Right so for starters, maybe we're trying to delete the key two from our
running example search tree. So the first thing we need to do is figure out where it
is. So, there are three possibilities for the number of children that a node in a
search tree might have and might have zero children that might have one child
it might have two children, corresponding to those three cases that the deletion
pseudo-code will also have three cases. So, let's start with the happy case where
there's only zero children like in this case where deleting the key 2
from the search tree. Then of course, we can, without any reservations just delete
the node directly from the search tree, Nothing can go wrong, there's no children
depending on that node. Then there is the medium difficult case. This is where. The
node containing k has one child. An example here would be, if we wanted to
delete five from the search tree so the medium case is also not too bad. All you
got to do is splice out the node that you want to delete. That creates a hole in the
tree but then that node, deleted node's unique child assumes the previous position
of the deleted node. I can make a nerdy joke about Shakespeare right here but I'll
refrain.
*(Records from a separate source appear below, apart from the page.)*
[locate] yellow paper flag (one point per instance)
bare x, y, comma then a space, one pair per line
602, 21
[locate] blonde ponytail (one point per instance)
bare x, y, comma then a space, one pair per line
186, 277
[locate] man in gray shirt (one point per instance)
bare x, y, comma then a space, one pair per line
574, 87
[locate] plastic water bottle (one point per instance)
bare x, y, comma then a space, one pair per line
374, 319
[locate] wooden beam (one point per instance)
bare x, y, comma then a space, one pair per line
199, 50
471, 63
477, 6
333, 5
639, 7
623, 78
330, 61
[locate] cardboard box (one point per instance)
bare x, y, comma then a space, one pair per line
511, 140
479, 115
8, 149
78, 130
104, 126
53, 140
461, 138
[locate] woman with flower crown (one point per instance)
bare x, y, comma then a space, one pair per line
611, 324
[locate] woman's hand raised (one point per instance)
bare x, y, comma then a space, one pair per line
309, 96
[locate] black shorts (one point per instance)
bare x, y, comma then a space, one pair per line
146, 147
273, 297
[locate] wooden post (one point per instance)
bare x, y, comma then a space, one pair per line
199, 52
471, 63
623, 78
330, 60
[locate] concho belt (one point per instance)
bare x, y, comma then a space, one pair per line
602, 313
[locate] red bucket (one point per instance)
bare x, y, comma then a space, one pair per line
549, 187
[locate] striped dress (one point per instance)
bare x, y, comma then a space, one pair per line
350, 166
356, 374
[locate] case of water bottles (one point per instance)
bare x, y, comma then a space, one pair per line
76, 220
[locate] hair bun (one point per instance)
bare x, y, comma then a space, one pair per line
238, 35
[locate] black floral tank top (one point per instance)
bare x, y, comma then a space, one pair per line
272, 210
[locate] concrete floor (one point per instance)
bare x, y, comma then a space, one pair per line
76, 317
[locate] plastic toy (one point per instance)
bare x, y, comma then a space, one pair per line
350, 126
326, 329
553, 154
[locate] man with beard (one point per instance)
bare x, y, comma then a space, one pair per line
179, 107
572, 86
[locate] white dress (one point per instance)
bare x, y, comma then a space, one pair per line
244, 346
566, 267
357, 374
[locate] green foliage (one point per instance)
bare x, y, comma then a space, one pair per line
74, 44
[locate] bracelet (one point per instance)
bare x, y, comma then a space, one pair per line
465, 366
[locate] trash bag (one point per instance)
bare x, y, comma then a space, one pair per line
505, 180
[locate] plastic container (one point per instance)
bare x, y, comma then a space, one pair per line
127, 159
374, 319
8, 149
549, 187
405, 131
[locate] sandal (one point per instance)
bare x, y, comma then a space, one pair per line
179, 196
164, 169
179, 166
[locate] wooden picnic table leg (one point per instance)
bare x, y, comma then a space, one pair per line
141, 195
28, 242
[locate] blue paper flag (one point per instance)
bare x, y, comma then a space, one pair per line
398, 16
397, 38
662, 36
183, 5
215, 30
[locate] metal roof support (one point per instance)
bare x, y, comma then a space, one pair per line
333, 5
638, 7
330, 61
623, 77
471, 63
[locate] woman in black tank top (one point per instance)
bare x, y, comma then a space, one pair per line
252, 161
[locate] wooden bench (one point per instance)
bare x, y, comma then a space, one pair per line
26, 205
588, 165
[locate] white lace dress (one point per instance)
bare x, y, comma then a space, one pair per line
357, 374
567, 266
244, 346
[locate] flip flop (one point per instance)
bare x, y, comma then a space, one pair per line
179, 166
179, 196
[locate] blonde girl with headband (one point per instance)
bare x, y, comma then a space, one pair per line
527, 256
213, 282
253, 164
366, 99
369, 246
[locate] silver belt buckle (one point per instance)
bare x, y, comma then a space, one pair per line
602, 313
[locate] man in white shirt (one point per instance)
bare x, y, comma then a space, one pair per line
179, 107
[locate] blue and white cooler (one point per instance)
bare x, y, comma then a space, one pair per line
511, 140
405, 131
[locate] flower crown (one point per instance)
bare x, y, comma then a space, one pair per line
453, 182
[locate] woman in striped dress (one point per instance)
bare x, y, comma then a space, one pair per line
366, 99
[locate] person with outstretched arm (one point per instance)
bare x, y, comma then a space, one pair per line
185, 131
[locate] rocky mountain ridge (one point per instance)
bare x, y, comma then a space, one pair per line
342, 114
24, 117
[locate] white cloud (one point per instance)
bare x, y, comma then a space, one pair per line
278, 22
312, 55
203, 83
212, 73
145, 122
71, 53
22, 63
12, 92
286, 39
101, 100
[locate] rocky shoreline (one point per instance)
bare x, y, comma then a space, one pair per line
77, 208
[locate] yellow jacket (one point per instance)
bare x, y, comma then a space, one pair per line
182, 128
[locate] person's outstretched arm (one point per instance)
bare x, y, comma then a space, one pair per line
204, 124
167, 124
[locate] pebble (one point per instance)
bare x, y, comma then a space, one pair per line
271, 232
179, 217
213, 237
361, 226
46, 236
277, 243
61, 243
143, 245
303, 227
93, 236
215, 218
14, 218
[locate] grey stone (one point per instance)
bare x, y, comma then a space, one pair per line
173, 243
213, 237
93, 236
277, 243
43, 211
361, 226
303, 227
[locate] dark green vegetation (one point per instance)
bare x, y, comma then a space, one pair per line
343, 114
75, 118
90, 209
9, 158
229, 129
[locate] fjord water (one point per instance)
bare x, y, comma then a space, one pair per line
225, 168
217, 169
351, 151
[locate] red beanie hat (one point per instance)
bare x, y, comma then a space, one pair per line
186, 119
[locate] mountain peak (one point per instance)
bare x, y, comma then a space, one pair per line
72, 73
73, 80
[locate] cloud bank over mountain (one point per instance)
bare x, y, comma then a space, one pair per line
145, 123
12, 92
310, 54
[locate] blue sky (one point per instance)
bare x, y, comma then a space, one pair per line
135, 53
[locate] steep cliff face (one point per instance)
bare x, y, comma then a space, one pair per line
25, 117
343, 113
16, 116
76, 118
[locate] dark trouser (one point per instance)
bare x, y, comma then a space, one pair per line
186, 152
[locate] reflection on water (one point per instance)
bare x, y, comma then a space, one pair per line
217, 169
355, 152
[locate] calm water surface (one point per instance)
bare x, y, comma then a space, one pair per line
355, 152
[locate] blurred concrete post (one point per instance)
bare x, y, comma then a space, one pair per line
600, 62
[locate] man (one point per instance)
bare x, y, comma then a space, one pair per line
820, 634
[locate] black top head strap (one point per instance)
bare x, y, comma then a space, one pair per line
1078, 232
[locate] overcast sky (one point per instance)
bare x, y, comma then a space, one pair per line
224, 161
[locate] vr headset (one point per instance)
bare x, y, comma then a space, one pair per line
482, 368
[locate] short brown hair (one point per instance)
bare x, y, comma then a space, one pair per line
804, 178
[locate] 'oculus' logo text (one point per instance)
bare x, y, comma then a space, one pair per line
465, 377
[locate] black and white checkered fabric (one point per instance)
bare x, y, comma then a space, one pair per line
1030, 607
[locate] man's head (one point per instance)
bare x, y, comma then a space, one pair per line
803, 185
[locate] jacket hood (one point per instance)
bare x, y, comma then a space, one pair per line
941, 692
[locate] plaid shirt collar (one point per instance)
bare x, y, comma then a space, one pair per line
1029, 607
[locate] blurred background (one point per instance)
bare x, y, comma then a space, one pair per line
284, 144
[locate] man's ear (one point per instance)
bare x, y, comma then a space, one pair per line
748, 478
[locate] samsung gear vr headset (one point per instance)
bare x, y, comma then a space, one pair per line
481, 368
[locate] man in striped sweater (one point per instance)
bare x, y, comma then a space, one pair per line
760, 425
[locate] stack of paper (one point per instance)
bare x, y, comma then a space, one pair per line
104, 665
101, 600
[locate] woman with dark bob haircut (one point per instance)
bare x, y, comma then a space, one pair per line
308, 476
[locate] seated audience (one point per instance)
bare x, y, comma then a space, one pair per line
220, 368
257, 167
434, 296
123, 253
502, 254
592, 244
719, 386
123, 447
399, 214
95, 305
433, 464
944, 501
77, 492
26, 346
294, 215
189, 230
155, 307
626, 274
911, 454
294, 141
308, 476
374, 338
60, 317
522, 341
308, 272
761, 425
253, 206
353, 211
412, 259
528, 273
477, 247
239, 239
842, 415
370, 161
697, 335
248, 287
For example, in our five node search tree if we wanted to, let's say we
haven't actually deleted two out of this one, if we wanted to delete the five. The
five when we take it out of the tree that would leave a hole but then we just
replace the position previously held by five by it's unique child four. And if you
think about it that works just fine in the sense of that preserves the search tree
property. Remember the search tree property says that everything in say, a
right subtree has to be bigger than everything in the nodes key, so we've made
four the new right child of three but four and any children that it might have were
always part of 3's right subtree so all that stuff has got to be bigger than three
so there's no problem putting four and possibly all of its descendants. as the
right child of three. The search tree property is in fact retained. So, the
final difficult case then is when the node being deleted has both of its children,
has two children. So, in our running example with five nodes, this would only
transpire if you wanted to delete the root, you want to delete the key three
from the tree. The problem, of course, is that, you know, you can try ripping out
this node from the tree but then, there's this hole and it's not clear that it's
going to work to promote either child. Into that spot. You might stare at our
example search tree and try to understand what would happen if you try to bring one
up to be the root or if you try to bring five up to be the root. Problems would
happen, that's what would happen. This is an interesting contrast to when we faced the
same issue with heaps. Because the heap property in some sense is perhaps less
stringent, there we didn't have an issue. When we wanted to delete something with
two children, we just promoted the smaller of the two children assuming we wanted to
export and extract them in operation. Here, we're going to have to work a little
harder. In fact this is going to be really neat trick. We're going to do something
that reduces the case of two children to the previously solved cases of zero or one
children. So here's a very sneaky way we identify a node to which we can apply
either the case zero or the case one operation. What we're going to do is we're
going to. Start from k and we're going to compute k's predecessor. Remember, this is
the next smallest key in the tree. So, for example, the predecessor of the key three
is two. That's the next smallest key in the tree. In general, let's call case
predecessor l. Now, this might seem complicated. We're trying to implement one
tree operation and with deletion and all of a sudden we're invoking a different
tree operation predecessor which we covered a couple of slides ago. And to
some extent you're right you know, delete, this is a nontrivial operation.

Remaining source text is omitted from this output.